Cigna: Infliximab Dermatology Criteria Consolidated — Mar 15, 2026
Cigna updated and consolidated infliximab dermatology coverage (effective 2026-03-15) within Drug Coverage Policy IP0660, specifying FDA‑based dosing, approval durations, and indication-specific criteria for plaque psoriasis, hidradenitis suppurativa, and pyoderma gangrenosum (also covering related uses such as immunotherapy toxicities and sarcoidosis). Initial approvals are time‑limited (typically 3 months for psoriasis and HS; 4 months for pyoderma gangrenosum) with requirements for prior therapies or contraindications and dermatologist involvement. Continuation approvals for patients already on an infliximab product allow 1‑year coverage when the patient has been on therapy for the specified minimum (≥3 months for psoriasis/HS; ≥4 months for pyoderma gangrenosum) and shows objective and symptom‑based clinical improvement. Dosing is standardized: initial regimens up to 5 mg/kg with maintenance no more often than every 8 weeks, and established patients may receive up to 10 mg/kg no more often than every 4 weeks.
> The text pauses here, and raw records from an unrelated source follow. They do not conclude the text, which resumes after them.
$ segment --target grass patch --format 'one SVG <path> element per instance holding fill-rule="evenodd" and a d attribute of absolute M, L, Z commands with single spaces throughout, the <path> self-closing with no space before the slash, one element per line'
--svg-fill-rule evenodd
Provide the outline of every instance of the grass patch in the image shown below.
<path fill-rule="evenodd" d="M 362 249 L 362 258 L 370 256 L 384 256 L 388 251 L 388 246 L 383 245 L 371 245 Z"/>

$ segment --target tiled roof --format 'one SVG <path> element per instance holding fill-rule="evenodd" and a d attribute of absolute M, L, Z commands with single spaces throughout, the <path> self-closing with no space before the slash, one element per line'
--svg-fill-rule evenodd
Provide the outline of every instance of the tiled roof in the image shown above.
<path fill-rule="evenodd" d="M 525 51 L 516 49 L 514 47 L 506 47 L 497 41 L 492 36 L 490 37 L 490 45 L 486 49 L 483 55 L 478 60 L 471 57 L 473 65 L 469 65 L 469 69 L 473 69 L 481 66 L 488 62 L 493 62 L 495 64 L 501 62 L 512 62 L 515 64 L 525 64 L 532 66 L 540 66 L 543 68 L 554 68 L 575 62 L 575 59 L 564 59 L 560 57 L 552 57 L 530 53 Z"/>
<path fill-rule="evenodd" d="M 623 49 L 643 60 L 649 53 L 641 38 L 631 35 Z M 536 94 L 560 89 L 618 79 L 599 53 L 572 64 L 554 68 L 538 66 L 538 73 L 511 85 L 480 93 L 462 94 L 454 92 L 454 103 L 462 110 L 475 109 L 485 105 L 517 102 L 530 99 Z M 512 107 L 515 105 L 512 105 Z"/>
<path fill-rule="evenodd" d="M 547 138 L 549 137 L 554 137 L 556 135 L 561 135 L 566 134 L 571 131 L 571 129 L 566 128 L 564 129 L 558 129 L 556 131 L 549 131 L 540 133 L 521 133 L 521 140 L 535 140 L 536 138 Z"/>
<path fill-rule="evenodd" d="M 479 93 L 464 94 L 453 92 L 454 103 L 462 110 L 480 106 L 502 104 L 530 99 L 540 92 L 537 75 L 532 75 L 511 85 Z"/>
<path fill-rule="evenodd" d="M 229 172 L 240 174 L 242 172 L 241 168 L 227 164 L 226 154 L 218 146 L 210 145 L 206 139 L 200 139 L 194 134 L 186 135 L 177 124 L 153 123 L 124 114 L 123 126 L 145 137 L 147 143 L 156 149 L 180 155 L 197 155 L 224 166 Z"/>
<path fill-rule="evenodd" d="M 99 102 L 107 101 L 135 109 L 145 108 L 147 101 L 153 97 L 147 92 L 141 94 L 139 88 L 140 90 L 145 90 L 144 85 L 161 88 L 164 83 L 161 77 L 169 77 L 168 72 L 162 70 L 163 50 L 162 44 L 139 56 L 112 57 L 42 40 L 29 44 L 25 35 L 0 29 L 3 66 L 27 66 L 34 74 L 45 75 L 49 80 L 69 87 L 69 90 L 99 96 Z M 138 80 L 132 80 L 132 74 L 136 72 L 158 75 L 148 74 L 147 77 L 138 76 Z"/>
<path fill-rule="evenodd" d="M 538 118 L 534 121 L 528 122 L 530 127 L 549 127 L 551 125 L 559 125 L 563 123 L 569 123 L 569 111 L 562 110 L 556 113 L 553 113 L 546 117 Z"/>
Noncoverage: Home Ultraviolet Phototherapy (PUVA/UV) — Blue CHiP
Blue CHiP (Medicare and commercial) restates that home ultraviolet phototherapy (including PUVA and other home UV modalities) for dermatologic conditions is not covered, characterizing home use as a convenience rather than medically necessary. The policy notes FDA 510(k) clearance for a handheld UVB device but finds overall evidence insufficient to demonstrate home therapy is as safe or effective as office-based phototherapy. Key clinical concerns include lack of periodic dermatologist skin examinations, potential to miss early skin cancer, and limited comparative studies validating home PUVA or other home UV treatments. A single open-label trial showing comparable efficacy for home oral PUVA in hand eczema is acknowledged but deemed insufficient to change the noncoverage determination.